Two little boys peeked out from the hallway. They were two of the cutest kids I had ever seen. They flashed toothless smiles and asked, "Mommy, who's that?"
The woman smiled a little and introduced me to her sons, Max and Christopher. Then she instructed the boys to go and play while she talked to me.
"Are those the boys you were talking about?" I asked.
Her sad nod answered my question. I could see in her eyes the hunger for answers. I wished I had them for her.
"My two sons are slowly dying," she explained. "They have a strange brain disorder. None of the doctors can stop it. They've had CAT scans, MRIs, blood tests, and any other test you can think of. I'm not even sure how I'm going to pay the hospital bill. Last Christmas my other baby twin sons died soon after they were born. Now can you still tell me that God actually cares?"
Her tears fell freely as if she were releasing all the emotions inside. My own eyes began to fill with tears as mixed feelings washed over me. Who could blame her for doubting God after all she's been through? Have I been starting to doubt God too?
I remembered then that God had been through the pain of suffering, more than any of us could imagine. I thought of how it crushed God to see His only Son pleading for help in the Garden of Gethsemane. God had the power to stop the pain, but instead, He set His feelings aside and thought of us.
I asked the mother, now trembling, if she would mind if I prayed with her.
She gave a weak shrug and sighed. "I guess it wouldn't hurt."
I prayed straight from my heart for her two boys, for her, and for the faith in Jesus to get through this. I prayed for myself as well, that I wouldn't forget Jesus' love for us.
After I finished praying, I reached out and gave the woman a hug. We held each other for what seemed hours, crying silently.
Then I talked to her for a little while, explaining what Jesus went through on earth. I shared with her how God had felt the same pain as she. She smiled and reached for her pendant.

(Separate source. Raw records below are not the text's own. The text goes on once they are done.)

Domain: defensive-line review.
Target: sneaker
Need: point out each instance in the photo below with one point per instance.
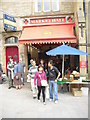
(50, 100)
(38, 100)
(44, 103)
(56, 102)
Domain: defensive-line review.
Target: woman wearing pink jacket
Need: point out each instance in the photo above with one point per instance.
(39, 76)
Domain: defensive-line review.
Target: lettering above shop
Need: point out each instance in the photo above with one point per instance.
(9, 23)
(66, 19)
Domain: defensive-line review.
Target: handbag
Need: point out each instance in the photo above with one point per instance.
(43, 82)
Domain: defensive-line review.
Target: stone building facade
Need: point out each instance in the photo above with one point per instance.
(27, 9)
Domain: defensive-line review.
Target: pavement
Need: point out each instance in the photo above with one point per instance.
(20, 104)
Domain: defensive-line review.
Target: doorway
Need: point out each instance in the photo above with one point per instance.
(11, 52)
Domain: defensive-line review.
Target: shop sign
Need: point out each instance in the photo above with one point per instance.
(83, 64)
(47, 20)
(9, 23)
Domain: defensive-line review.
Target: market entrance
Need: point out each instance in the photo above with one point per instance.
(38, 52)
(11, 52)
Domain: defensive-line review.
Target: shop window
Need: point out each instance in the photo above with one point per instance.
(55, 5)
(46, 5)
(38, 6)
(11, 40)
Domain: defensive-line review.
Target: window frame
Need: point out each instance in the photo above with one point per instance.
(36, 6)
(44, 7)
(58, 4)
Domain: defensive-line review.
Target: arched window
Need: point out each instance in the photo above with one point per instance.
(11, 40)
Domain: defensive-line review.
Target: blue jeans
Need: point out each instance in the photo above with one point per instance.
(52, 85)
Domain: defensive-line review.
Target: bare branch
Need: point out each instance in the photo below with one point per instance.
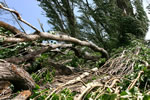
(18, 16)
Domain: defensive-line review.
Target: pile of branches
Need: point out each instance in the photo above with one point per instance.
(14, 67)
(105, 82)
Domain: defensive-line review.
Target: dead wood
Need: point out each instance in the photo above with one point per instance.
(24, 95)
(5, 90)
(15, 75)
(45, 35)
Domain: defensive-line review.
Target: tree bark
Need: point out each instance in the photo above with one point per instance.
(17, 76)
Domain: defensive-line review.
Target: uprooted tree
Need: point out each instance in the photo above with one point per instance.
(71, 68)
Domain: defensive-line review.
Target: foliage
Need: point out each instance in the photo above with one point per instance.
(104, 22)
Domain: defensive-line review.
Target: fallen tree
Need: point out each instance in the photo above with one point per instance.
(11, 66)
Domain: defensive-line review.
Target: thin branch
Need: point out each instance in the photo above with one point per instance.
(18, 16)
(15, 18)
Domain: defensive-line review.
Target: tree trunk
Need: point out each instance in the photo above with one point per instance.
(17, 76)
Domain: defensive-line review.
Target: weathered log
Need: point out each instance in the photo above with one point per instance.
(17, 76)
(23, 95)
(5, 90)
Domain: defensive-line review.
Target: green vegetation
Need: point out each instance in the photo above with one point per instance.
(77, 71)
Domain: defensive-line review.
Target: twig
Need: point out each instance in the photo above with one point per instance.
(15, 18)
(134, 81)
(18, 16)
(41, 25)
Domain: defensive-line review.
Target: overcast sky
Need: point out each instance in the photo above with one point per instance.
(31, 12)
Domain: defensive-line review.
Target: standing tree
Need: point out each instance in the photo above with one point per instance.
(108, 23)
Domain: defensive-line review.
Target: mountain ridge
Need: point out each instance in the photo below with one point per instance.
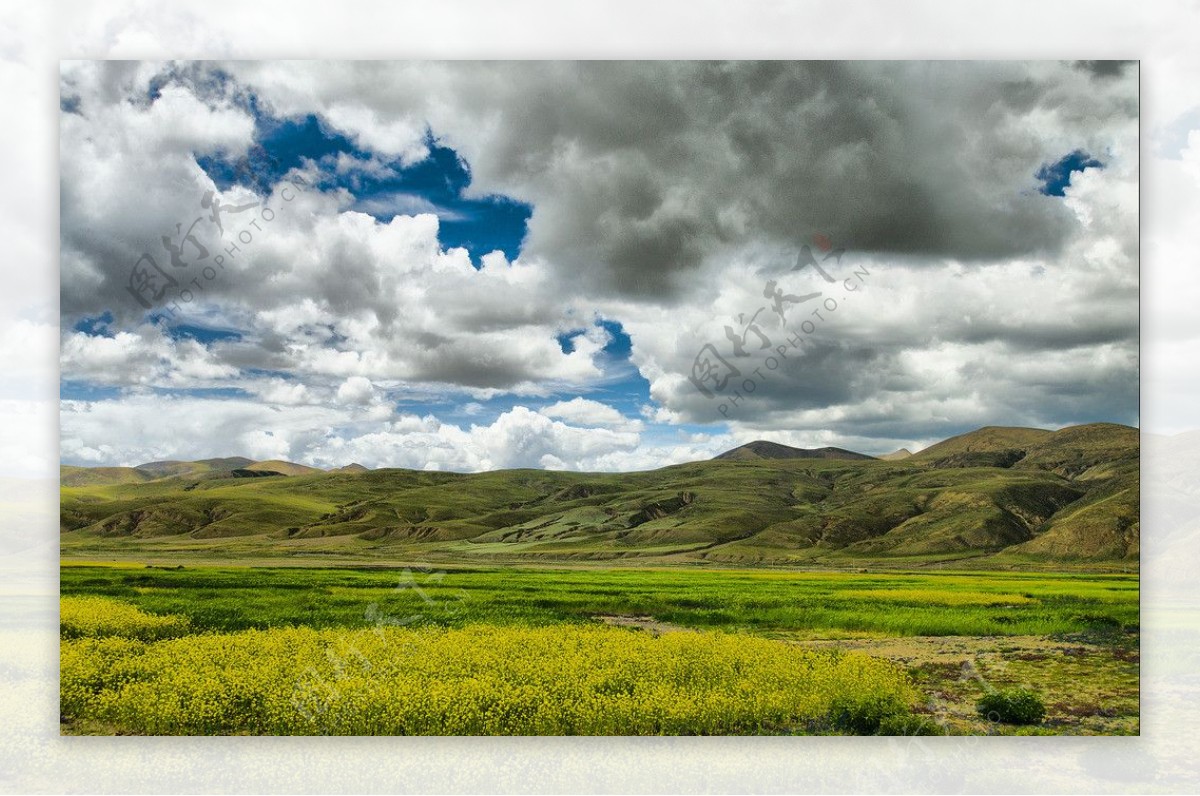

I decided to leave her some of the devotional books I was selling. I figured that I had enough donations to cover the cost of the books and that they would make more of a difference than the money I would receive from them. Along with the books, I left her with a promise that flashed in my mind from Hebrews 13:5. "Always remember," I said, "God will never leave you or forsake you."
"Thanks for coming," she said with a sniffle. Then she said something I will never forget. "Thanks for giving me hope again."
Every day for the rest of the summer I prayed for Max, Christopher, and their mother. And I reminded myself often that when we place ourselves in God's hands, He will use us and show us what true love is.
This story won third prize in the student short story category of our 1994 writing contest. Grace Yong was a senior at Great Lakes Adventist Academy, in Cedar Lake, Michigan, when she wrote it. "The first time I ever prayed with someone," says Grace, "I just got the neatest feeling; it was like an adrenaline rush--like wow. I've grown up through the cradle roll, kindergarten, and primary Sabbath school divisions, and I've always known that God answers prayer. But when you actually see it, it is so neat."